Tuesday, March 9, 2010

Go Fish!

I am a fish, in more ways than one.

Like a fish, I swam.  While there were no hopes for Olympic gold, swimming was a major part of my life. The saying, “You don’t know what you got till you lost it” is true for me in this case.  I recall finding solace in the stillness of being alone in the water, to relax, I sat close-eyed at the bottom of a pool.  In a meditation pose, I try to tune out, for as long as I can hold my breath, the muted sounds coming from above.  

I competed in swimming. When time came that I passed the teen years of hyper metabolism, and I needed to start exercising, swimming was the one form of exercise I liked and could stick with.  Alas, I live to swim another day.

Dermatologists always advise to keep the skin moist with lotions and creams.  The chlorine in the water, dries my skin.  The docile germaphobe in me, thinks of who swam there and if there was something in the water that I could catch more readily because I might have an open lesion I wasn’t aware of.  Too much sun was another no-no.  Only fifteen to 20 minutes a day is recommended.  That is not even enough time to do a warm up, much less swim laps.  As I pass the condo complex’ pool on my way to get the mail, I look at it longingly, and yearn for the day I could get one of those exercise pools and fill it with regular water and Dead Sea salts. 

When I get back in the water, it will probably be like what they say about riding a bike. While my parents still keep trophies and medals won from swim meets of much younger years, I am left trying to remember the feel of water gliding on my skin as I swam laps.  All of that, is resigned to a very distant past, under the chapter of – “Another Version Of Me and All The Things I Used To Do”.

Like a fish, I am scaly.  Depending on the season, the current treatment, and, my stress levels, Psoriasis makes me shed skin faster than people without it.  Normally, skin cells mature and shed from the surface of the body. This process takes about four weeks vs. three to four days for people with Psoriasis. My body’s over-active immune system produces skin too fast, which leaves me with silvery, patches of skin, a.k.a. scales.  

At the first major onslaught of the symptoms, I had a helmet of scales covering my whole scalp.  It looked like dandruff – only the worst you’ve ever seen.  My whole scalp moved when I raised my eyebrows.  At that time, on a two-week tour of several European countries with my family, I could not help but leave my DNA in every hotel room, and in and around every chair I sat in.  Much like Hansel and Gretel leaving crumbs to find their way home, I imagine I left a trail of shed skin everywhere I went.  The “helmet” made my scalp itchy and I had to grit my teeth and bear it, otherwise I might remind you of a dog with a bad flea infestation.  Scratching also loosened the scales’ hold on my skin and would inevitably cause it to pop up, float and dangle from the strands of my hair.

During college, I would speak with the professors in private and request permission to wear a hat in their class.  I told them that I was not trying to be fashionable nor rude but that I had a condition which symptoms, I wanted to hide.  Hats hid the scales on my scalp and the red patches on my forehead.

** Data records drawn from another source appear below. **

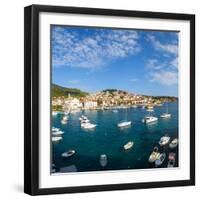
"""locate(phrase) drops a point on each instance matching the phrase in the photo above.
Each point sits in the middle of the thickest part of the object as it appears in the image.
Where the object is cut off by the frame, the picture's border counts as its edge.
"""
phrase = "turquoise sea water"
(108, 139)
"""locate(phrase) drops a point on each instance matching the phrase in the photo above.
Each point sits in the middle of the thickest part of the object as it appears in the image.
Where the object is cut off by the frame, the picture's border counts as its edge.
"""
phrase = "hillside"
(63, 91)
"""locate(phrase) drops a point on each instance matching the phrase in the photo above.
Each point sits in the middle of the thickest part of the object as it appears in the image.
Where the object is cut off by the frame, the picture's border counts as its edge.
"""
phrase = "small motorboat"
(164, 140)
(65, 118)
(57, 132)
(55, 129)
(150, 110)
(150, 119)
(173, 143)
(154, 155)
(56, 138)
(54, 113)
(171, 160)
(165, 115)
(69, 153)
(103, 160)
(124, 124)
(129, 145)
(88, 125)
(63, 121)
(85, 121)
(160, 159)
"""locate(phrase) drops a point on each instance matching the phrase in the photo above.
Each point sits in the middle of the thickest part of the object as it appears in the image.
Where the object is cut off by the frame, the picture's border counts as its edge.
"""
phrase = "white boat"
(166, 115)
(150, 119)
(85, 121)
(154, 155)
(129, 145)
(55, 129)
(57, 132)
(164, 140)
(103, 160)
(88, 125)
(69, 153)
(124, 124)
(56, 138)
(54, 113)
(173, 143)
(150, 110)
(171, 160)
(160, 159)
(63, 121)
(65, 118)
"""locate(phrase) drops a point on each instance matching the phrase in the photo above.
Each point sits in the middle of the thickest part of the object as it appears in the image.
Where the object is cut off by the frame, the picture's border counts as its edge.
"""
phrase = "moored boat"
(54, 113)
(164, 140)
(56, 138)
(57, 132)
(173, 143)
(55, 129)
(103, 160)
(124, 124)
(88, 125)
(149, 119)
(69, 153)
(154, 155)
(129, 145)
(171, 160)
(165, 115)
(159, 161)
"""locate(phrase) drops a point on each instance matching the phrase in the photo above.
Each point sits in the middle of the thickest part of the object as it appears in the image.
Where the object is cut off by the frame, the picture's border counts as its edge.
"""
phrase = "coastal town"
(106, 99)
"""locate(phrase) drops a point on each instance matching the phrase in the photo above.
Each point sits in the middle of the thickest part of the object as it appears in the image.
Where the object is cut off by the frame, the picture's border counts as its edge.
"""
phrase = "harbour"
(107, 138)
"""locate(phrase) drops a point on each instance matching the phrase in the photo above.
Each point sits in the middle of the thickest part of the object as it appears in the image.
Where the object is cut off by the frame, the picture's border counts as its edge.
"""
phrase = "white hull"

Like a fish (out of water), I feel out-of-place.  At functions and get togethers, a constant thread of thought fills my head.  Inquiries: Is that red patch on my forehead visible to this person I’m speaking with? Did I put enough concealer on it?  Is the light catching that scaly part near my hairline?  Did I scratch on the way here?  Is there a dandruff on my hair? Is there snow on my shoulders? Did they see the red area when I shook their hand?  It’s unending.

Currently, only a few people know of my condition.  My confidence level is low.  A lady I met at a recent seminar held by the NPF (National Psoriasis Foundation), shared with me stories of how she reacts when someone acts negatively to her skin’s condition.  I realized I do not need to hide, but doubt that I can be confident enough in myself to put people in their place. 

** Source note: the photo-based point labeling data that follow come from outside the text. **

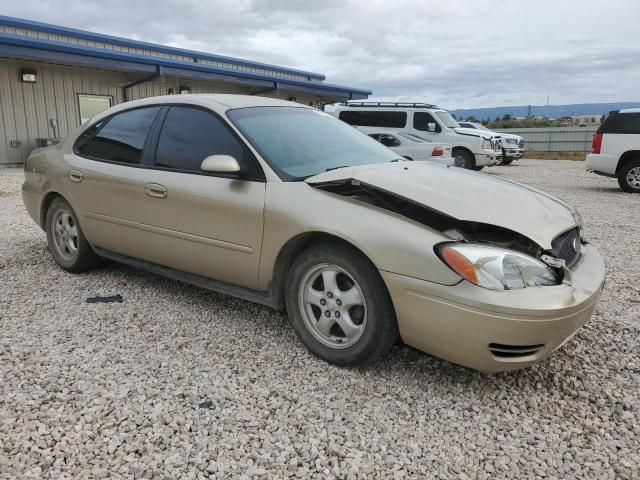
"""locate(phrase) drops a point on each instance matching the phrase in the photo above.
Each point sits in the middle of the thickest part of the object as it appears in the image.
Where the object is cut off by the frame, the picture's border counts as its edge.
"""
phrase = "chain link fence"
(561, 139)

You see, while psoriasis is not the same as having lost one’s eyesight, hearing, a limb, in some cases it is just as debilitating.  As we were taught not to stare and to treat disabled people with consideration and as our equals, so should we regard people with Psoriasis.  However, for as long as there are many like me who suffer in silence, hide the symptoms, and not speak for themselves, there will not be awareness for the disease.  With ignorance comes fear – Is it contagious? No.

While other people, diagnosed or not, with the same skin disorder as I, with symptoms even worse than mine, have accepted themselves, I find it hard.  I am trying.